March 2013
Dear Sisters and Brothers in Christ: Christ is in our midst!
Do you think if Jesus were to appear at the door of our church today he would come in grand Byzantine vestments, mitre and all? I do not believe it. I seriously doubt we would recognize him. Since we already think we know him he would have to look like we think he would look before we would recognize him. Since we already think we know what he would do and say, then he would have to do and say what we think he should in order for us to receive him. What if he didn't?

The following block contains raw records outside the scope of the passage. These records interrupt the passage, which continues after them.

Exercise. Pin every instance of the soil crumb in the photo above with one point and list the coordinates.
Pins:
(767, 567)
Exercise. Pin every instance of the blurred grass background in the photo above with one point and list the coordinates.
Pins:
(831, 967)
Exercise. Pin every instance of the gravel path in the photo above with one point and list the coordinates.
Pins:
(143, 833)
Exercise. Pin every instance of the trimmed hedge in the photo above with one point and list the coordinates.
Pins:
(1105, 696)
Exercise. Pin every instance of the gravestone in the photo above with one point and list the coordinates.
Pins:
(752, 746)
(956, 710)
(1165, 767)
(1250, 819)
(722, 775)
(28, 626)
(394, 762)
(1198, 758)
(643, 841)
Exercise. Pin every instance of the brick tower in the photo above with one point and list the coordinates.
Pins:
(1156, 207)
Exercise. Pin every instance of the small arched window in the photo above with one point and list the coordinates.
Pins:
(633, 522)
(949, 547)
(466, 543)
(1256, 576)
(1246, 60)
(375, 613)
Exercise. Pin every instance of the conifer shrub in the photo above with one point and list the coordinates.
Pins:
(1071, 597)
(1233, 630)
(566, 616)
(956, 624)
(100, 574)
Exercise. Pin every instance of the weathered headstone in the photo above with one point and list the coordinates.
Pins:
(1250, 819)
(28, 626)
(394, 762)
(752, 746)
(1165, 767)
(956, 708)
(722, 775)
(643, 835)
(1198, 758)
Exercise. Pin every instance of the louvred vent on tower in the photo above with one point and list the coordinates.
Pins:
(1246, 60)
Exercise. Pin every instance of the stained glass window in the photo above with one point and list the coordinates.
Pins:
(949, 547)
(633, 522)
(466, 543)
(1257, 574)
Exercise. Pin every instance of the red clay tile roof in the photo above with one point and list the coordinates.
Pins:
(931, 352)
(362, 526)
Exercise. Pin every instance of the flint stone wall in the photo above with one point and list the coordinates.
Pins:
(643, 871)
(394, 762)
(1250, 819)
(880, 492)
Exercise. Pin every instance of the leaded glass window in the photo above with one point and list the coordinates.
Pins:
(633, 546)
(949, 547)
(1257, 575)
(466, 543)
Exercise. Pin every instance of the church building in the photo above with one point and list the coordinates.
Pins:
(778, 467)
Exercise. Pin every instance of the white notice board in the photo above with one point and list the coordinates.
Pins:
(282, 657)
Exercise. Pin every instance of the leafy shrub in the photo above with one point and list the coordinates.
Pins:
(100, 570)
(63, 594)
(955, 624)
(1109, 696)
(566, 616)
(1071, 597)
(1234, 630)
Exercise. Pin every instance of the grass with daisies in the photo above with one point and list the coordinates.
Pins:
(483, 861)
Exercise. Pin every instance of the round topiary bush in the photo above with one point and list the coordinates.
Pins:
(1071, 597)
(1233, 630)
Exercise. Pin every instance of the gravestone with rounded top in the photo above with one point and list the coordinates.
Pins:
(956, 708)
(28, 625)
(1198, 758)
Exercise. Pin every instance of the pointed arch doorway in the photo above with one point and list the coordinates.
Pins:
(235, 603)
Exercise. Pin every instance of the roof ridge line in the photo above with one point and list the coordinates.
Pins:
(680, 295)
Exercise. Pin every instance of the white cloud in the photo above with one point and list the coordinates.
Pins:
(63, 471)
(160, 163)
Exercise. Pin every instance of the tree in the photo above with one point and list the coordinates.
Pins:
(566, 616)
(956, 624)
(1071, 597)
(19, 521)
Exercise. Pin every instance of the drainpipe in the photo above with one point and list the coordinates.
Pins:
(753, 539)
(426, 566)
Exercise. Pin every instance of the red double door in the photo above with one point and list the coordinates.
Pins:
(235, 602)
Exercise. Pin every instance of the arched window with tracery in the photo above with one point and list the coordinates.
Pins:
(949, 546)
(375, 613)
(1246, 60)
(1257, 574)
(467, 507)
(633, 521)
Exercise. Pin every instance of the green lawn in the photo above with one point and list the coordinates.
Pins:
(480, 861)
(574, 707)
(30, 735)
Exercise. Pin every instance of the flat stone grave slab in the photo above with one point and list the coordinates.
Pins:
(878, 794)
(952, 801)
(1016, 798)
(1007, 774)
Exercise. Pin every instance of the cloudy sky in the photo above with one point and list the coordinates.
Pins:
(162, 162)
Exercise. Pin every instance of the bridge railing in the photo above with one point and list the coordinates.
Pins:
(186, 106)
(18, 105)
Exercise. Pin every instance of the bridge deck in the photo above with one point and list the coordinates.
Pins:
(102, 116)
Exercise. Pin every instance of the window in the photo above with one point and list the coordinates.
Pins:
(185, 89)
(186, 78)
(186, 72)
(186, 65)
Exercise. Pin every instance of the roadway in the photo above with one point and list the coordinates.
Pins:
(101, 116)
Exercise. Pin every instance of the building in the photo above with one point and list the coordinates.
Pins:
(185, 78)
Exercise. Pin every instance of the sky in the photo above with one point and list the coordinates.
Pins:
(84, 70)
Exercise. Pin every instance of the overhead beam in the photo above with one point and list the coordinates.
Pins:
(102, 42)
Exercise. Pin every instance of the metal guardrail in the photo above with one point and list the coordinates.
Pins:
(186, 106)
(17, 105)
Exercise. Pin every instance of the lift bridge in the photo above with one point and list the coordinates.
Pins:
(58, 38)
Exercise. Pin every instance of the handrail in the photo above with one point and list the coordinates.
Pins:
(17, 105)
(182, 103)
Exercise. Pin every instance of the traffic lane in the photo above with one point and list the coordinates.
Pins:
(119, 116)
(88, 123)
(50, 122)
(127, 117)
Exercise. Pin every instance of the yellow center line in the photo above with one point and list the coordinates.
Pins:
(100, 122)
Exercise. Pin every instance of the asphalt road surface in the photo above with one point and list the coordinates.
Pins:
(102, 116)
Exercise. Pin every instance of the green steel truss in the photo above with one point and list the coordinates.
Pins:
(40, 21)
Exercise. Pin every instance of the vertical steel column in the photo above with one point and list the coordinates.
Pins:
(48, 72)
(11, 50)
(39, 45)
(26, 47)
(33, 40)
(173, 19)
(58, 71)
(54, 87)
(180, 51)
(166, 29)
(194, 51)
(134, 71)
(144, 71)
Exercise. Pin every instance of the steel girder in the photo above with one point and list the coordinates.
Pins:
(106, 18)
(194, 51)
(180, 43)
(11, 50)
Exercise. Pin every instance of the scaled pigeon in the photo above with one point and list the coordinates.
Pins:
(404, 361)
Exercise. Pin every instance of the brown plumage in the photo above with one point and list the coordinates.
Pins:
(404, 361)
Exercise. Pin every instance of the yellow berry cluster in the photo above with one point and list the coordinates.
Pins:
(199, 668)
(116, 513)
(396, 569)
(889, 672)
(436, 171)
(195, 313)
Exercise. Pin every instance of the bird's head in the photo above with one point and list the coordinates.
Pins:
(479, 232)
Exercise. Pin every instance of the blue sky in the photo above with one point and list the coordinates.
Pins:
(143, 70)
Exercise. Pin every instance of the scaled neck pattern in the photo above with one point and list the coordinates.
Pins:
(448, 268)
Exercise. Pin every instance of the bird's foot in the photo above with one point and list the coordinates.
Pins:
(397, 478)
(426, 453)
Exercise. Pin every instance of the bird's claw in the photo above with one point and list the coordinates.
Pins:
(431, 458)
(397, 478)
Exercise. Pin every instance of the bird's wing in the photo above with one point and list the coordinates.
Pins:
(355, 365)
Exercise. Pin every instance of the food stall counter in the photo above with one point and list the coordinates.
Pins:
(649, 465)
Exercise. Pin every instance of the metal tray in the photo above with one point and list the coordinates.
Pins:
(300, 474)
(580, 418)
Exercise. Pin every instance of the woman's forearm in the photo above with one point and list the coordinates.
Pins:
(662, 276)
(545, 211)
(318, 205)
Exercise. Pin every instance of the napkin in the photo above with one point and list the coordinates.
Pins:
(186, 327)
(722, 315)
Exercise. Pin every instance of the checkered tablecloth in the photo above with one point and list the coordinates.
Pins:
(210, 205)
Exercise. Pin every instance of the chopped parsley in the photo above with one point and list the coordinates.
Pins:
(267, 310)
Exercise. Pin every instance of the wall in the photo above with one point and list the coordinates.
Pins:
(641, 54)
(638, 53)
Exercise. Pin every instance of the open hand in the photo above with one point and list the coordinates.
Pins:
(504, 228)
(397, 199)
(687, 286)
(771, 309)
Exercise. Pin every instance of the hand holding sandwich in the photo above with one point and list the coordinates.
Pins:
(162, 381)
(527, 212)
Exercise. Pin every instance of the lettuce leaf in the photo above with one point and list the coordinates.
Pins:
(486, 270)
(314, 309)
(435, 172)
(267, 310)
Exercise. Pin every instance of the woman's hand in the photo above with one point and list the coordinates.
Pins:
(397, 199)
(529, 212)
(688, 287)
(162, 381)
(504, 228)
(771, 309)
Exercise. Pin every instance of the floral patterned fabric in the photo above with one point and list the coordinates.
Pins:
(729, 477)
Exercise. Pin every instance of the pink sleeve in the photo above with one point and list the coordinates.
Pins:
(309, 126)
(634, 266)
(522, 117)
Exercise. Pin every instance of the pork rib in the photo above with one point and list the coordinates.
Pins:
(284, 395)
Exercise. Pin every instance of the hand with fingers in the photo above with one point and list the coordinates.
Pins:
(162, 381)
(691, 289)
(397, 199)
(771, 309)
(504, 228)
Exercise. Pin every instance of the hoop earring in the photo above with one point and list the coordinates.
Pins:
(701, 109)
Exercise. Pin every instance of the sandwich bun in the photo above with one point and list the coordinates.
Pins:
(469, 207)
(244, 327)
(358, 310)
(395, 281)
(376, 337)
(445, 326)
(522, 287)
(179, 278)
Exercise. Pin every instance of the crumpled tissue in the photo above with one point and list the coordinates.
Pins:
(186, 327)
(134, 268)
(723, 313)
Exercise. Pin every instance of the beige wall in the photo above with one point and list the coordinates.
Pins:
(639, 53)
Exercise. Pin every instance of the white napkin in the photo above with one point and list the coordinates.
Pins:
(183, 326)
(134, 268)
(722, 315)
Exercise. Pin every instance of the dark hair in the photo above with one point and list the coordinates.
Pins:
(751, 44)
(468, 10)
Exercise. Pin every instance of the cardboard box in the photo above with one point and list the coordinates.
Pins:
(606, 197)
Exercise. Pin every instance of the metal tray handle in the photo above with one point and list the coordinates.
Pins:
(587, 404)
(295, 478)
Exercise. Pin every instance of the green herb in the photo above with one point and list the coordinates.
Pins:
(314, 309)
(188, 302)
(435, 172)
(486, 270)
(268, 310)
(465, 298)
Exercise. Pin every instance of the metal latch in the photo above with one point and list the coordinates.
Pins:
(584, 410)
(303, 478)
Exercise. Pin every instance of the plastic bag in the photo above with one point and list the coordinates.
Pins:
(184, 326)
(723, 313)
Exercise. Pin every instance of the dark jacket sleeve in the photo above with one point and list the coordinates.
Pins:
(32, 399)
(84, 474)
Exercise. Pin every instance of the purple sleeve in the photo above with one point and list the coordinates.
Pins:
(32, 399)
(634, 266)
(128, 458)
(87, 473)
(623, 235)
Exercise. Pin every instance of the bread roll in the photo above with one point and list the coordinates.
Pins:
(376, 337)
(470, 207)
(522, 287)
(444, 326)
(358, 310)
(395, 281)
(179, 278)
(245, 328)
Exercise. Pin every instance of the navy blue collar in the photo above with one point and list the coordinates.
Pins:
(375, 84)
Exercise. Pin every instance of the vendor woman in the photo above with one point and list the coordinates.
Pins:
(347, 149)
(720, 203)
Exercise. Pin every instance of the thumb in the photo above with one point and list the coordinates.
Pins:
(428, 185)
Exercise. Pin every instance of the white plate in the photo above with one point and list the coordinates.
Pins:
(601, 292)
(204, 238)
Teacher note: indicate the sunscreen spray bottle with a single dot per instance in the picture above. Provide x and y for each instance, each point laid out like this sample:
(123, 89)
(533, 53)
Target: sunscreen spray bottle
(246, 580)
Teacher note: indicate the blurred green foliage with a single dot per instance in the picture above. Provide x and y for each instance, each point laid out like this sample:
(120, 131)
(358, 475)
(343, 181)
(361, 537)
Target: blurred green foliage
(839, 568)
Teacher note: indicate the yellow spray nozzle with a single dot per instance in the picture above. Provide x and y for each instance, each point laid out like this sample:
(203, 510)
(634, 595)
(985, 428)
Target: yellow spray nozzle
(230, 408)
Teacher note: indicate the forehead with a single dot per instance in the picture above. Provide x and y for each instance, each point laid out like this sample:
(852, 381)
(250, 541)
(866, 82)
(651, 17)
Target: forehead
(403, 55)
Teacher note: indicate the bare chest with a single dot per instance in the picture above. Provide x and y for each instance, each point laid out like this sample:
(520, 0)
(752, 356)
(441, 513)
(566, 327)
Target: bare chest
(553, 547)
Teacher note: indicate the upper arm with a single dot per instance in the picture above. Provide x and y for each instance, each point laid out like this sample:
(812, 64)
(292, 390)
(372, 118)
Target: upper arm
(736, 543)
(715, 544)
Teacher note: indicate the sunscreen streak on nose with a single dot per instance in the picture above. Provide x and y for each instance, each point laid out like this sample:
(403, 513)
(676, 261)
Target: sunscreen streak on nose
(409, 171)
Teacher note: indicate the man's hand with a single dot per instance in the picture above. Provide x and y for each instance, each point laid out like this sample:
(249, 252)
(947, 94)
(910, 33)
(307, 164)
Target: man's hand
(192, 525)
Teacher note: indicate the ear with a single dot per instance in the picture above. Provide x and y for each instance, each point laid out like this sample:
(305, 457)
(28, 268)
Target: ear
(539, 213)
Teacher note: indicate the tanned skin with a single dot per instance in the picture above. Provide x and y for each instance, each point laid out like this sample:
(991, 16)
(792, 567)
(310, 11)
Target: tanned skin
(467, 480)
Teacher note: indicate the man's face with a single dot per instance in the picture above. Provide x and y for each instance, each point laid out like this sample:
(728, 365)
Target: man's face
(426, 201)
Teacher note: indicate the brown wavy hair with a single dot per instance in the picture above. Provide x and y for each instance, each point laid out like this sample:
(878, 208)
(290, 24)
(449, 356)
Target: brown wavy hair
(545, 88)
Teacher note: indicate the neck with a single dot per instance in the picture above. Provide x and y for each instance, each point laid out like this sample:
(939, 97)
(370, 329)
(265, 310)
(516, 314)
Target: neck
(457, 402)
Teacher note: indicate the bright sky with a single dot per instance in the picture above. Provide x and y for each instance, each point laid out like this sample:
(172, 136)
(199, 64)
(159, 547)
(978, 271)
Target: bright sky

Psychologically, that is called projection. It's like when we marry the "perfect woman" and wake up one day and realize she isn't all that perfect! She never was. We fall in love with our ideas of people most of the time rather than the people themselves. We create false images in our minds and believe them! In order to love someone, we have to be willing to let go of our ideas about who they are and just let them be who they are. No manipulation, no deception, no expectations. Just the facts will do when love is at stake.
The same is true of God. Our ideas of him are exactly that, "ours." Not setting up false images has less to do with statues than it does with our thoughts and definitions. That is why the Great Western Mystic Meister Eckhart wrote (scandalously), "In order to find God, we must let go of God. There above the mind, God shines."
I recommend this Great Lent that we learn how to fast from our projections, to let them go and dare to meet God face to face. This demands a good deal of quiet and stillness so that we can actually watch how we construct our projections and then, with kindness and compassion (a little humor is also very good), we gently let them go with a fond farewell. Remember the verse, "Be still and know that I am God?" There you go! That is how we find that place "above the mind, where God shines."
This also means letting him meet us face to face as well. That calls for us to become honest with ourselves. What is going on under my own skin? What is it that compels my behavior?
Why am I not free to do the good I know I should do? This is what confession is supposed to look like. We need to do more than give a laundry list of sins; we need a deep cleaning, a true transformation. We need to get real. It is a painful process no doubt, but it leads to liberation, to freedom, and finally to joy.
Meister Eckhart's instruction about knowing God applies here as well. In order to know ourselves we have to let go of ourselves.